[<prev] [next>] [<thread-prev] [thread-next>] [day] [month] [year] [list]
Message-ID: <86ca3bcd-de60-4784-8a32-8df360a4ceda@intel.com>
Date: Thu, 5 Sep 2024 11:08:04 -0700
From: Reinette Chatre <reinette.chatre@...el.com>
To: Ilpo Järvinen <ilpo.jarvinen@...ux.intel.com>
CC: <fenghua.yu@...el.com>, <shuah@...nel.org>, <tony.luck@...el.com>,
<peternewman@...gle.com>, <babu.moger@....com>,
Maciej Wieczór-Retman <maciej.wieczor-retman@...el.com>,
<linux-kselftest@...r.kernel.org>, LKML <linux-kernel@...r.kernel.org>
Subject: Re: [PATCH 2/6] selftests/resctrl: Ensure measurements skip
initialization of default benchmark
Hi Ilpo,
On 9/5/24 5:10 AM, Ilpo Järvinen wrote:
> On Wed, 4 Sep 2024, Reinette Chatre wrote:
>> On 9/4/24 4:57 AM, Ilpo Järvinen wrote:
>>> On Fri, 30 Aug 2024, Reinette Chatre wrote:
>>>> On 8/30/24 3:56 AM, Ilpo Järvinen wrote:
>>>>> On Thu, 29 Aug 2024, Reinette Chatre wrote:
>
>>>>>> @@ -699,111 +639,80 @@ int resctrl_val(const struct resctrl_test
>>>>>> *test,
>>>>>> return ret;
>>>>>> }
>>>>>> - /*
>>>>>> - * If benchmark wasn't successfully started by child, then
>>>>>> child
>>>>>> should
>>>>>> - * kill parent, so save parent's pid
>>>>>> - */
>>>>>> ppid = getpid();
>>>>>> - if (pipe(pipefd)) {
>>>>>> - ksft_perror("Unable to create pipe");
>>>>>> + /* Taskset test to specified CPU. */
>>>>>> + ret = taskset_benchmark(ppid, uparams->cpu, &old_affinity);
>>>>>
>>>>> Previously only CPU affinity for bm_pid was set but now it's set before
>>>>> fork(). Quickly checking the Internet, it seems that CPU affinity gets
>>>>> inherited on fork() so now both processes will have the same affinity
>>>>> which might make the other process to interfere with the measurement.
>>>>
>>>> Setting the affinity is intended to ensure that the buffer preparation
>>>> occurs in the same topology as where the runtime portion will run.

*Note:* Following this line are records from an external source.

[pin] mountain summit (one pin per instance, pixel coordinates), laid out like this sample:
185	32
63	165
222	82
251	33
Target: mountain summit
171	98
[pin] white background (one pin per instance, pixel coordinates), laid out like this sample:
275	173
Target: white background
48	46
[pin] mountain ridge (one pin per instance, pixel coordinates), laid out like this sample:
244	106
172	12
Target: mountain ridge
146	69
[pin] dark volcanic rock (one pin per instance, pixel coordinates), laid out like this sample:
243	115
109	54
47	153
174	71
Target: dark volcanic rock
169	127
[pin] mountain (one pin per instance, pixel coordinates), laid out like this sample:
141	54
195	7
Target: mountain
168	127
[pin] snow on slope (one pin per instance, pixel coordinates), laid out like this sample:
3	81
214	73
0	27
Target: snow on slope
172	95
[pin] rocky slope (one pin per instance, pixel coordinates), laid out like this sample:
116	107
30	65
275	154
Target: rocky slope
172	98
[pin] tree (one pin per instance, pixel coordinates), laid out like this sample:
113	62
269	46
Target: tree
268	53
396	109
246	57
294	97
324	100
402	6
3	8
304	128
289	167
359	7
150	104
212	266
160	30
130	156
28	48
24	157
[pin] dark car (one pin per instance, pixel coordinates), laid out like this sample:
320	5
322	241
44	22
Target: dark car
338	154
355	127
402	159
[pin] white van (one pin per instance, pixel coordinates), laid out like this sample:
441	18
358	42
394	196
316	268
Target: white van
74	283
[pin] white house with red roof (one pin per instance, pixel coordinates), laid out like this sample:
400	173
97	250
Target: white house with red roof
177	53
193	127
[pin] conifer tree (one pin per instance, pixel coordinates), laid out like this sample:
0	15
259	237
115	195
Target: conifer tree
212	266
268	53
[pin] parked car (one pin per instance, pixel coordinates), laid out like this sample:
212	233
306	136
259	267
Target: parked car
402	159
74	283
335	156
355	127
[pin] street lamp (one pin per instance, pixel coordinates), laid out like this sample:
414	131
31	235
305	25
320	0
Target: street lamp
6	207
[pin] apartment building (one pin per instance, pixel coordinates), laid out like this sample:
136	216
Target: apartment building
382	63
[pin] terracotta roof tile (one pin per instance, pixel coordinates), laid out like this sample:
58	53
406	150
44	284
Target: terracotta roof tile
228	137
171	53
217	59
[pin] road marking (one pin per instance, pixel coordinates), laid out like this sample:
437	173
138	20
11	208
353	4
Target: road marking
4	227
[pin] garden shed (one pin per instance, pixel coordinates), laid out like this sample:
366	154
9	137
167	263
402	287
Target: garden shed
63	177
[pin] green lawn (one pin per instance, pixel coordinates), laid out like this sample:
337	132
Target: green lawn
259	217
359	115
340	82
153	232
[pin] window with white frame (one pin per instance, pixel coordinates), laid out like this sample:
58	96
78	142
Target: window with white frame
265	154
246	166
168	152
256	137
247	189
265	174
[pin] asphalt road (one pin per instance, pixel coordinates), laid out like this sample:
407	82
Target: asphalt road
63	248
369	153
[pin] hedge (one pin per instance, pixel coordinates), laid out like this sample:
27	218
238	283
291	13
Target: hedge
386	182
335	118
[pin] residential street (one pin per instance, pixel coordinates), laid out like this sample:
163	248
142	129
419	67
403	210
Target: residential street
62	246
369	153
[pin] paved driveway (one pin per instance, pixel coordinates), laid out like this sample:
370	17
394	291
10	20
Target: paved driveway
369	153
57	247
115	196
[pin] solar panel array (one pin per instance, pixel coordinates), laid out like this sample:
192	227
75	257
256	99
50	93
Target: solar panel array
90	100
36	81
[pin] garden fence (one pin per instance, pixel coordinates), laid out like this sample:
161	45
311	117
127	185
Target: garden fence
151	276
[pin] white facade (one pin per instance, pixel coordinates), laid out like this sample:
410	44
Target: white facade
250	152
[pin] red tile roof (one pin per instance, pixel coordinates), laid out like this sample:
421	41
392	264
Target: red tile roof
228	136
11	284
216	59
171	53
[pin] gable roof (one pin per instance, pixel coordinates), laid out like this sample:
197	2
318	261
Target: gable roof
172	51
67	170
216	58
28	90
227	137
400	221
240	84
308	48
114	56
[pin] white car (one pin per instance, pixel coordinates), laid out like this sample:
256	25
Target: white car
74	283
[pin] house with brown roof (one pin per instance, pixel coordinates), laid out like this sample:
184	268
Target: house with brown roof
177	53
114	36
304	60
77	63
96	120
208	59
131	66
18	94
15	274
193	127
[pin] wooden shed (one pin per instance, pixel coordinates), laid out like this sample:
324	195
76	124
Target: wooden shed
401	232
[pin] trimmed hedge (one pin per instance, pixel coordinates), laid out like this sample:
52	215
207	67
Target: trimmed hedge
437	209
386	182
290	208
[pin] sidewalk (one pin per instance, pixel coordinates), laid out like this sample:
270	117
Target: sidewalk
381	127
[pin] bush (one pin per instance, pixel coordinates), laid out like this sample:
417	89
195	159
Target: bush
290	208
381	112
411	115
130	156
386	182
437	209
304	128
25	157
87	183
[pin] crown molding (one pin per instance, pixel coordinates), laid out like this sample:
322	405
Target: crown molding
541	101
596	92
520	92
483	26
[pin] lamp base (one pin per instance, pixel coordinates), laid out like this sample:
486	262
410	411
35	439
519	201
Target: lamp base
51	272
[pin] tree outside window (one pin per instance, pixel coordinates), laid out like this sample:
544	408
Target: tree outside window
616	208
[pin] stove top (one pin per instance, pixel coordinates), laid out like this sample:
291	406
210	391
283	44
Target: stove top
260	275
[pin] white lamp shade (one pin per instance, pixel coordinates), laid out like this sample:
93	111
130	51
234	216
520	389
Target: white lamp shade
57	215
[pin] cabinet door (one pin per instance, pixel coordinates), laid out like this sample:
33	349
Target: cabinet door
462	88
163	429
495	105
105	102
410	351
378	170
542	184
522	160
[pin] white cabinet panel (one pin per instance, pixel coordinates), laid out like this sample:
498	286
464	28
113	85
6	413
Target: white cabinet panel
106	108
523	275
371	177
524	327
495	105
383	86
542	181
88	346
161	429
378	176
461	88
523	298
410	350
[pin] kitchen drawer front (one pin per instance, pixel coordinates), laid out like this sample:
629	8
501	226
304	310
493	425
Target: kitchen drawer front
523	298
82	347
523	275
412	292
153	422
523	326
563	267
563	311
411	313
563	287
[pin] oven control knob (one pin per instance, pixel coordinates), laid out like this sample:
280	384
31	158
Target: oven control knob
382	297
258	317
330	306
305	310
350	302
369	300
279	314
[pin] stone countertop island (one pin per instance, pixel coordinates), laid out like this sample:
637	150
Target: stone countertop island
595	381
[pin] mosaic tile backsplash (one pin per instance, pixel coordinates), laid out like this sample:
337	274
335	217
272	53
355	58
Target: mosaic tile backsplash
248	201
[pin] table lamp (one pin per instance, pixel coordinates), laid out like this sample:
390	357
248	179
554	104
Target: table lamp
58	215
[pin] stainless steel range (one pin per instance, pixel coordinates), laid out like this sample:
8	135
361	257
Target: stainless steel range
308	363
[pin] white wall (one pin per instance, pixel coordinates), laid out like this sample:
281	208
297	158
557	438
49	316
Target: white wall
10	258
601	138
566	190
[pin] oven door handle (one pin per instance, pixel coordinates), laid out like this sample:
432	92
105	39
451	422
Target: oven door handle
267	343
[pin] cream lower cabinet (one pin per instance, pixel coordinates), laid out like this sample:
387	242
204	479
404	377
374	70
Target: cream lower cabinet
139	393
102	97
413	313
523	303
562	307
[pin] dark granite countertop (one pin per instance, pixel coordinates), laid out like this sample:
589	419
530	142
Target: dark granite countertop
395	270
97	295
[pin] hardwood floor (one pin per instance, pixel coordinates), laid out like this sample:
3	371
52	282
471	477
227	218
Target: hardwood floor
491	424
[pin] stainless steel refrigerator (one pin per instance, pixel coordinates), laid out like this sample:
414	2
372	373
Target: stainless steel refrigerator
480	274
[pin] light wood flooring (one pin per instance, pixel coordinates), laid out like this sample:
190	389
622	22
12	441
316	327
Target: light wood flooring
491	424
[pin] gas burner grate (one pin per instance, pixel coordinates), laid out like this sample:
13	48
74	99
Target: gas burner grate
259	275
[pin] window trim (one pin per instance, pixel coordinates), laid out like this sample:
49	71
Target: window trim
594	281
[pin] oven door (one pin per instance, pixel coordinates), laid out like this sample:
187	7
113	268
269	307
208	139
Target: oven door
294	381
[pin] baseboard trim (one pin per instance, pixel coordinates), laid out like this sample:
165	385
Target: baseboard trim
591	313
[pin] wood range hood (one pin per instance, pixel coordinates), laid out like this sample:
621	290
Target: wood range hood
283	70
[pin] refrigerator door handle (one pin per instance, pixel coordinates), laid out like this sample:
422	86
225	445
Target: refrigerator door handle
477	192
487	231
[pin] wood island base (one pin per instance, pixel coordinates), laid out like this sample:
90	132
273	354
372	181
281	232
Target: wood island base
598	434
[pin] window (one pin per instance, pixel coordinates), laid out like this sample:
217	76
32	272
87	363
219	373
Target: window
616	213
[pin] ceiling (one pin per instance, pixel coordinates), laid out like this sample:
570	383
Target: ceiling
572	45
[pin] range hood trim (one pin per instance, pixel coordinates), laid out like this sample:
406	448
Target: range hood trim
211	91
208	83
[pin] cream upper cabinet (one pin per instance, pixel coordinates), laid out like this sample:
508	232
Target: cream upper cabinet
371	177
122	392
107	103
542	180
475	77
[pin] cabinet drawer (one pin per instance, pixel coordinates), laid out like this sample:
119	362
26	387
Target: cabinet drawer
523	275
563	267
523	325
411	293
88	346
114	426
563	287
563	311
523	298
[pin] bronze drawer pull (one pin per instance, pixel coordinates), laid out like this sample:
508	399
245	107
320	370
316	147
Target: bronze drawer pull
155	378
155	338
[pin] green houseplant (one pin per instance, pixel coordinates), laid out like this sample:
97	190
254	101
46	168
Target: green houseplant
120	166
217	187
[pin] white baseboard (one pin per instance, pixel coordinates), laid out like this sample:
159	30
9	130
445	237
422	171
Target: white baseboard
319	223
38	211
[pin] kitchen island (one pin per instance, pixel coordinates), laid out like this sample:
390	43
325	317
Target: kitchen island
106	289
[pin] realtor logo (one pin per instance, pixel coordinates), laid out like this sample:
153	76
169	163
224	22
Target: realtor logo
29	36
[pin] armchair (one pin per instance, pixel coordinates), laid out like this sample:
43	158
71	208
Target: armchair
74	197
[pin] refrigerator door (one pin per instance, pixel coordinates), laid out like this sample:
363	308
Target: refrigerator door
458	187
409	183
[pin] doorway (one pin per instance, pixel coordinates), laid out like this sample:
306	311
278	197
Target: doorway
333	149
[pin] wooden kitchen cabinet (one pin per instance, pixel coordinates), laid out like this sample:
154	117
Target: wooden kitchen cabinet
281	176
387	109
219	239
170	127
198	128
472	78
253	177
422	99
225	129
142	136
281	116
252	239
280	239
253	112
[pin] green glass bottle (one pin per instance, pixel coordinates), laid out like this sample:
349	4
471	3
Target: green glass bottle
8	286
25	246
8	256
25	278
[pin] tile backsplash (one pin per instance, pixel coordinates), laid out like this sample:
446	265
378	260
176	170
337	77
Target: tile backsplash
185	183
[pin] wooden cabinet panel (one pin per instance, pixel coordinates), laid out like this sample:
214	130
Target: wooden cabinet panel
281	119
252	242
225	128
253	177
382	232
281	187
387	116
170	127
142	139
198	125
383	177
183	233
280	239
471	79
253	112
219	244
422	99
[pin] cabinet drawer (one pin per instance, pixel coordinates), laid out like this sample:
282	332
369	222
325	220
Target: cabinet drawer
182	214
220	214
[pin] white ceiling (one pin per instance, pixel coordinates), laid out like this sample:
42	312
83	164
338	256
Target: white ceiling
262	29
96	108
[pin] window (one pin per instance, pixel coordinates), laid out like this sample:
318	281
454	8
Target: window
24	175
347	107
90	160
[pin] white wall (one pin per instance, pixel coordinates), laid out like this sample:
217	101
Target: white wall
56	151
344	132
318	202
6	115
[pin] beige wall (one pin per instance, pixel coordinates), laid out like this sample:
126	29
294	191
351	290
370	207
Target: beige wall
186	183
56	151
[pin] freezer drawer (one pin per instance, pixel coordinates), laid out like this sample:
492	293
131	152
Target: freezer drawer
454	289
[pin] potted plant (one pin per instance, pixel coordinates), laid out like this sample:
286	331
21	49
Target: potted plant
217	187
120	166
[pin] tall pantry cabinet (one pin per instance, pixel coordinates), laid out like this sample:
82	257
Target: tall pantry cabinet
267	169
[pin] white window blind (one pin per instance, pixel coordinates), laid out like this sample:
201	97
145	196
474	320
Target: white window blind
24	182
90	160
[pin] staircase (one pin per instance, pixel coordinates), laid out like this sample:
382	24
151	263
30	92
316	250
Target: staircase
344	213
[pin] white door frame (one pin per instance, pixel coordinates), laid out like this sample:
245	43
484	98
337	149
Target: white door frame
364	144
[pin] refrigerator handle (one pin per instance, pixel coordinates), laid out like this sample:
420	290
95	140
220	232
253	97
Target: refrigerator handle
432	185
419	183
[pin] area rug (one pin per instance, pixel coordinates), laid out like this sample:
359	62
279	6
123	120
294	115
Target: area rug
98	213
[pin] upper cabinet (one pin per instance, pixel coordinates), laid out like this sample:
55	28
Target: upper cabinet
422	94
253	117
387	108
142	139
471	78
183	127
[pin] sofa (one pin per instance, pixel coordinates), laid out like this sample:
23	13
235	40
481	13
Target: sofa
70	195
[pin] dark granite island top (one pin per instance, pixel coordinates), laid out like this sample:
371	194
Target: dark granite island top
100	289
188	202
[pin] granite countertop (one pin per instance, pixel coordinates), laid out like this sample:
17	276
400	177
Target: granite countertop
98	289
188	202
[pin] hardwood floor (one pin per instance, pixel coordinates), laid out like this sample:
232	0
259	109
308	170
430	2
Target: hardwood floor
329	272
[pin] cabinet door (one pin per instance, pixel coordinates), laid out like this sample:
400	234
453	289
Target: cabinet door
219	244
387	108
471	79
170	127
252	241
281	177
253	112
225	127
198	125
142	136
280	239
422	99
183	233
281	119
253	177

>>>> This preparation is done before the work to be measured starts.
>>>>
>>>> This does tie in with the association with the resctrl group and I
>>>> will elaborate more below ...
>>>
>>> Okay, that's useful to retain but thinking this further, now we're also
>>> going do non-trivial amount of work in between the setup and the test by
>>
>> Could you please elaborate how the amount of work during setup can be an
>> issue? I have been focused on the measurements that are done afterwards
>> that do have clear boundaries from what I can tell.
>
> Well, you used it as a justification: "Setting the affinity is intended
> to ensure that the buffer preparation occurs in the same topology as where
> the runtime portion will run." So I assumed you had some expectations about
> "preparations" done outside of those "clear boundaries" but now you seem
> to take entirely opposite stance?
I do not follow you here. With the "clear boundaries" I meant the
measurements and associated variables that have a clear start/init and
stop/read while the other task sleeps. Yes, preparations are done outside
of this since that should not be measured. You stated "now we're also going
do non-trivial amount of work in between the setup and the test" ...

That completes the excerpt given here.